Why Do I Need to Qualify to Get a Merchant Account?

You did your homework, you picked out a credit card processing company that seems to fit your needs, and you submitted an application. You gave them your:

– Company name; address; and phone, fax and website information
– Name, social security number, and contact information of the officer(s)
– Business bank account information
– TIN (Tax Identification Number)
– Type of Business

Now what happens? It really doesn’t seem like a lot of information, but on the company’s website it says you could be approved in 48 hours or less. Although it may not seem like a lot of information to you, the credit card processing company can learn almost all they need to know to approve you – or not – with the basic information they get by using your social security number to do a personal credit check. Your credit history is very important. You see, when you sign a contract with a credit card processing company, you’re actually agreeing to their terms for borrowing money.

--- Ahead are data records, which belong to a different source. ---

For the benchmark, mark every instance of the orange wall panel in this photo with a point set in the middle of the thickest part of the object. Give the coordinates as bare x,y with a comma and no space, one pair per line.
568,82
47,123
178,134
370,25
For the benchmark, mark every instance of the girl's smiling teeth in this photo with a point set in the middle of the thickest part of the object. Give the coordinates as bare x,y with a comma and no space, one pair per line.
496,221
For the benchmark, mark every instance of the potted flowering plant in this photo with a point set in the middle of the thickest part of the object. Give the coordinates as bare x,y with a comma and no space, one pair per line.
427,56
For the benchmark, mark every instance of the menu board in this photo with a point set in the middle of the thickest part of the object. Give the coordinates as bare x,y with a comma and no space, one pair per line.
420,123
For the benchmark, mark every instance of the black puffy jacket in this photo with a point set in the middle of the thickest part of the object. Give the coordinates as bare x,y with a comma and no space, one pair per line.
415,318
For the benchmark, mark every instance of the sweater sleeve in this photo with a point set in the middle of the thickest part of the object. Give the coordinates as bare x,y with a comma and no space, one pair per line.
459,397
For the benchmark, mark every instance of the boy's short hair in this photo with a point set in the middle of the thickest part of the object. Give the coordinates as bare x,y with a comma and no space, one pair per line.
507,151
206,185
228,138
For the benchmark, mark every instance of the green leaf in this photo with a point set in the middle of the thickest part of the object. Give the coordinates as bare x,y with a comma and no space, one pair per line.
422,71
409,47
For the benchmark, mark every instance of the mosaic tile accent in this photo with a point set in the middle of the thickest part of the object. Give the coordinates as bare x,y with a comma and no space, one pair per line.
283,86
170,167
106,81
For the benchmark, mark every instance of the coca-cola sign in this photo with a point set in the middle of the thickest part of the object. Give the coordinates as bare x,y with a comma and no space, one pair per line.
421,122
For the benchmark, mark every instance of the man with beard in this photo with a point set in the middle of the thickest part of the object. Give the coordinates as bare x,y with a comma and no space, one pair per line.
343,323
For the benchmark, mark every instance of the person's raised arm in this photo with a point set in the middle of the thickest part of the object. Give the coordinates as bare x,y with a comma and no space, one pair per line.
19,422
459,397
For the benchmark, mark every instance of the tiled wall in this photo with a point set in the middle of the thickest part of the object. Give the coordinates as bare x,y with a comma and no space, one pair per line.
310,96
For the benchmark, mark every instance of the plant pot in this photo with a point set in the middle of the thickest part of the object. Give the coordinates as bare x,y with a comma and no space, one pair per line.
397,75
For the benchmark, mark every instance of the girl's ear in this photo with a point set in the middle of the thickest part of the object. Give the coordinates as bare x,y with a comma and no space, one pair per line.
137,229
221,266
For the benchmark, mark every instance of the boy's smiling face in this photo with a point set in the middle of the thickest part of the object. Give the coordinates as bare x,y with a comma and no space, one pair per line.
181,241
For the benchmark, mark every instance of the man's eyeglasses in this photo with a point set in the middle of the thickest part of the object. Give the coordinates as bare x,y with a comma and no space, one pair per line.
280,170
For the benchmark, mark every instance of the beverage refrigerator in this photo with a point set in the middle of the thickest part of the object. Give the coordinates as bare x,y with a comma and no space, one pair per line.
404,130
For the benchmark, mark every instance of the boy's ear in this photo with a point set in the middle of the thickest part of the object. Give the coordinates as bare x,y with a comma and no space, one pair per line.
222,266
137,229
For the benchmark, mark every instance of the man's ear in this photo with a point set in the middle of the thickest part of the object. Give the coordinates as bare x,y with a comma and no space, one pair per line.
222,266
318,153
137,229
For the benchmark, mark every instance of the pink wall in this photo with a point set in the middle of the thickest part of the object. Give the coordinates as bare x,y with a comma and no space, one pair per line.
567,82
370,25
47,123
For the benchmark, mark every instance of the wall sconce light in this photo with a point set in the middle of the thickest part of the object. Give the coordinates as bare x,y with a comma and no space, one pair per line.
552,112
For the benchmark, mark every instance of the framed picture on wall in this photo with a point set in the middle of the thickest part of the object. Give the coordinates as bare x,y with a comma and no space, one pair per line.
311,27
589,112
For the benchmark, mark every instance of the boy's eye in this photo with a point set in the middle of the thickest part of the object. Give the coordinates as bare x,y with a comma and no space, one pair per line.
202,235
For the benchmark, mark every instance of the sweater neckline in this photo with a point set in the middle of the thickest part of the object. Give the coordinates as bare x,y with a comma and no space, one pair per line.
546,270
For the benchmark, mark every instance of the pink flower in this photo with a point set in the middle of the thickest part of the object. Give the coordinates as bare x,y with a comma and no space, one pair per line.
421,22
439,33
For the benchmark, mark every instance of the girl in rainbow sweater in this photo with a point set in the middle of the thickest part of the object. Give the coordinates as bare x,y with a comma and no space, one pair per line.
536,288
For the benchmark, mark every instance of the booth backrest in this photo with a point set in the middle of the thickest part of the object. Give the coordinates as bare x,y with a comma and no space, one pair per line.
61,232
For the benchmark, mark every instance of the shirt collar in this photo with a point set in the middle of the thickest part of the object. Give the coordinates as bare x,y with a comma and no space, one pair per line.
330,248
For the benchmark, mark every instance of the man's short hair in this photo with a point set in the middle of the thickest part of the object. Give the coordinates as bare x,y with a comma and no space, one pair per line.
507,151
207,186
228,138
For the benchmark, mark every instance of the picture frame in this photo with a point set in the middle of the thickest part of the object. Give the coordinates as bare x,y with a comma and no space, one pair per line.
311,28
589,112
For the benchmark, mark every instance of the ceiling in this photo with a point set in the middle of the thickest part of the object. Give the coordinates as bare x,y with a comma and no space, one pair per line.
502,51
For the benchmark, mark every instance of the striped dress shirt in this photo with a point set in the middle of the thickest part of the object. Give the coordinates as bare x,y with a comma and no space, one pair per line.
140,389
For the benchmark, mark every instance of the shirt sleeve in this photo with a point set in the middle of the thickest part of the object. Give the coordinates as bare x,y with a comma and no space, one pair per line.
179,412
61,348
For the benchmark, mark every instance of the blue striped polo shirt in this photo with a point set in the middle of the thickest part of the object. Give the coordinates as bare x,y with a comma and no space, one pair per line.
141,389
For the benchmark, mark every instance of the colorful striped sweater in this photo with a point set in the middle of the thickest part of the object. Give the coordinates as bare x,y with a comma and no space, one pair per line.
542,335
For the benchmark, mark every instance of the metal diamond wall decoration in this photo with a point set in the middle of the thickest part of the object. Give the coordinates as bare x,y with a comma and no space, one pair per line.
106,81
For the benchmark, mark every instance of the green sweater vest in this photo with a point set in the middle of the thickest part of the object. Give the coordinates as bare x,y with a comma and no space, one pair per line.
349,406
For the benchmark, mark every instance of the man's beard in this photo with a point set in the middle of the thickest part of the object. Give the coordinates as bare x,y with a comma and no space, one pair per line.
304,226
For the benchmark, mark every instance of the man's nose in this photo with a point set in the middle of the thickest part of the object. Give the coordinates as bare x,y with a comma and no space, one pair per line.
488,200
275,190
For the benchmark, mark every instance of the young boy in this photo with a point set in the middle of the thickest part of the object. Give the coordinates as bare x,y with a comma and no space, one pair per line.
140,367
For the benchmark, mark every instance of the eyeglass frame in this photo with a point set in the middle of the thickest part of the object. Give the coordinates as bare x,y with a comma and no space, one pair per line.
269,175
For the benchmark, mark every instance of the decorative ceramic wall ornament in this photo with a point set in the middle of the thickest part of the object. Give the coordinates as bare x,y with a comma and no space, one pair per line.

As money from a sale moves from the buyer’s payment transaction (swiping their card at your terminal or inputting the number into your payment page on your website) to the seller’s account, it passes through several approval processes. First, on behalf of the merchant, the credit card processing company submits the sale to the bank that issued the buyer’s card. The issuing bank accepts or declines the transaction and sends this information back to the processing company, along with the funds from sales that have been approved. Then the processing company credits this amount to the seller’s account – less their fees, of course.

Simple, right? Well, most of the time, the process runs smoothly. However, once the proceeds of the sale are deposited into the seller’s account, the issuing bank and the processing company assume the risk that the merchandise is acceptable to the buyer and won’t be returned. In other words, they loan you the money risking they won’t have to ask for it back in the event there is any problem with the sale. That’s why the credit processing company does a personal credit check. They want to know that you’re good for at least a percentage of the money your business generates in credit card transactions each month.

Does that mean if you have low or bad credit you’ll be turned down by the credit card processing companies? Not always. Provide the information requested on their application along with a short message about why your credit rating will show up as low. Perhaps you’ve recently gone through a divorce. Or maybe you lost your job due to the downturn in the economy and have decided to start your own business. Whatever the case, give the person reviewing your application some facts to help to better understand your credit score number. This may help you get approved, though you may be subject to higher processing fees to justify the risks, or you may be asked to set up a reserve account as insurance against the possibility of charge backs due to returns or other purchase disputes.

However, with the right credit card processing company, your bad credit may not even affect your rates. The key to finding the deal that is right for you is to find the credit card processing company that will look at you as an individual and not just a credit score number.